I am not who he thinks I am or he enjoys inflicting pain. He has told me he does not care about suffering if it is not close to home.
Yet, I am surprised and shocked that this man, who seemed to genuinely care, was so tender about his kids, and soothing and calming, is simply a master manipulator and maybe a narcissist. I have been such a fool, giving him the benefit of the doubt again and again, believing he is really truly good at heart but just broken and vulnerable himself.
It is so sad to me.
And he has made a fool of me - really - like what the hell, you bizarre pathetic girl kind of fool? Poor patient advocate (who may just be a tool too) to have to read through all my garbled mess.
But you know what, I will be the fool. I think I am okay with that. At least I really know that the good person I saw and genuinely cared for was me, even if he was a carefully calculating those intentional reflections, of the me that I had projected, in order to manipulate me.
I am still ahead of your game
and maybe I am wrong, right now, maybe he is just a scared little boy that is behaving stupidly to save his ass and nothing more because I am far more than he can handle and he is terrified of me. I suppose that is a possibility too... but I doubt it. He is far too good. He is far too intelligent. And he is far too professional.

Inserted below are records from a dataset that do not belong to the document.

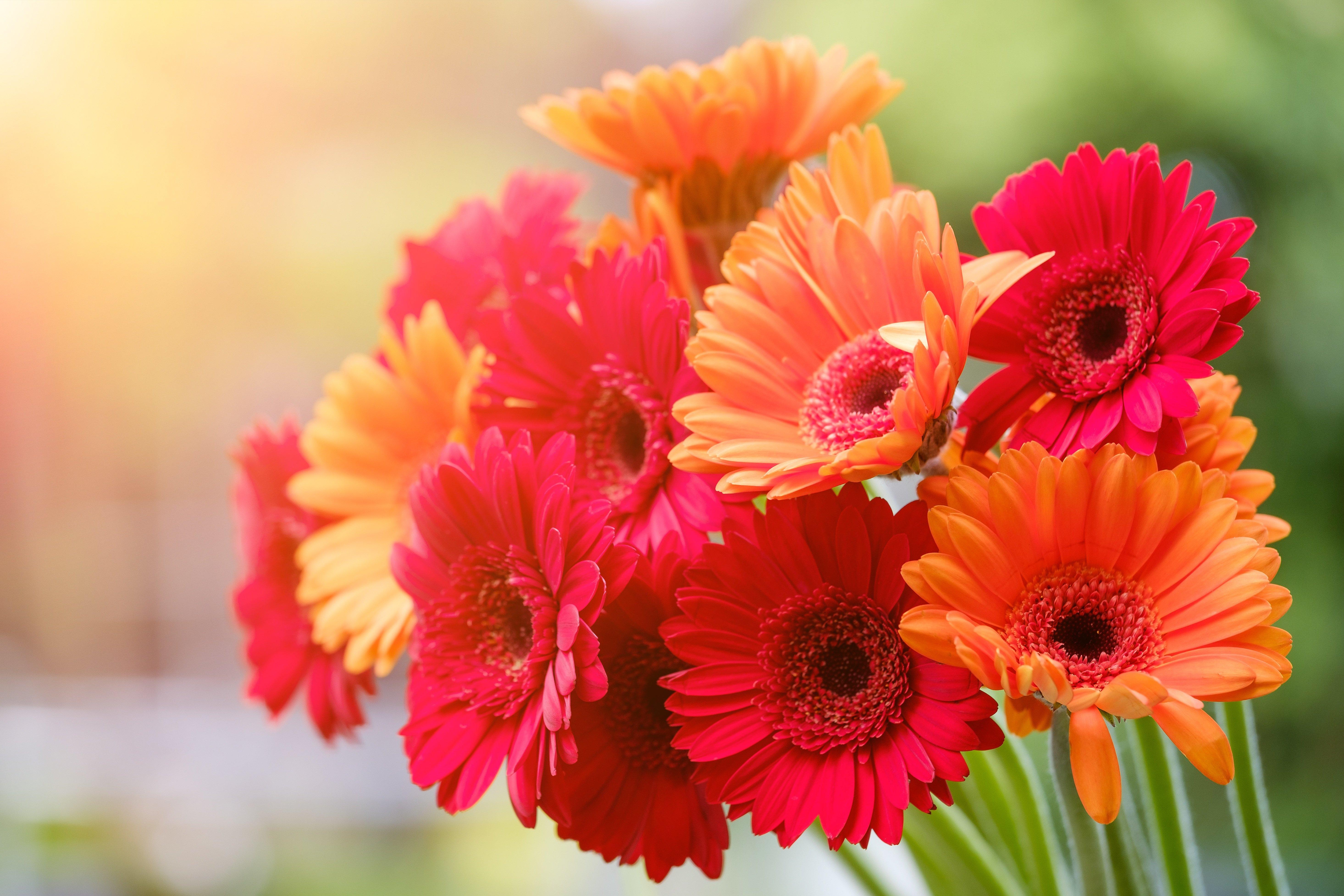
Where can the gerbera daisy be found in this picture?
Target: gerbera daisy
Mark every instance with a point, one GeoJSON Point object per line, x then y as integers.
{"type": "Point", "coordinates": [369, 438]}
{"type": "Point", "coordinates": [482, 256]}
{"type": "Point", "coordinates": [708, 144]}
{"type": "Point", "coordinates": [802, 702]}
{"type": "Point", "coordinates": [509, 573]}
{"type": "Point", "coordinates": [834, 351]}
{"type": "Point", "coordinates": [1142, 293]}
{"type": "Point", "coordinates": [280, 648]}
{"type": "Point", "coordinates": [1218, 441]}
{"type": "Point", "coordinates": [631, 792]}
{"type": "Point", "coordinates": [607, 370]}
{"type": "Point", "coordinates": [1104, 585]}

... I bet he has or will yet try that manipulation.
"I will never have any kind of relationship with you outside of here (therapy) because, you being an attractive woman and how easily we have connected, I could see myself falling in love with you."
"You love me?"
"I am a snake?"
"Do you want a hug?"
"If opened up to you and allowed myself to be vulnerable with you...then I could not bear you leaving"
"What we have had is a beautiful ...and I do not want to fuck that up"
"so we can agree to a clean break"
"I have tested your brain in ways you do not know"
"Unfortunately there is still a human element to all this"
"I am not meant to be with just one woman"
"I am good at connecting with people"
"Don't try to solve this"
"I told you not to try and solve this."
"I have tested your brain in ways you don't even know"
"I could lose my job"
"You could get me into trouble"
"I wonder if this is like exposing yourself to a lover for the first time"
when should I come back? "tomorrow"
"at least you have that outlet"
"I don't do well with blurred boundaries"
"I meant everything I said."
"I would always be protecting you" (boy, did that one turned out to be quite the lie)
"Hypotheticals aside, unless you have already developed feelings for me, you can still be my therapist. You can help me through this," I said to him recognizing that he had neither confirmed not denied countertransference. But he said "I am no longer your therapist. I am not your therapist anymore."
These are just words and they could mean anything but as I confess some of his "boundary violations" now I wonder if I very unintentionally turned his grooming tricks into his own web of deceit with my instinctive defense mechanism and safeguards that stemmed from insecurity, muscle memory of protecting others, and a determined subconscious core value system?
I wonder which it is; scared little boy or master manipulator caught in his own gaslit trap? He did not get what he wanted from me so he is mad. A blue balls kind of mad.
Especially since I seemed so promising; playful, far too comfortable with boys, insecure, broken, and neglected, desperate for acceptance... and an unknowingly sexy little thing in my determined naivety.
and so I wonder; Blue-balled Boy or Frustrated Mastermind?
This is far too extreme for somewhere in the middle.
The pen is mightier than the sword, but is it more powerful than your dagger?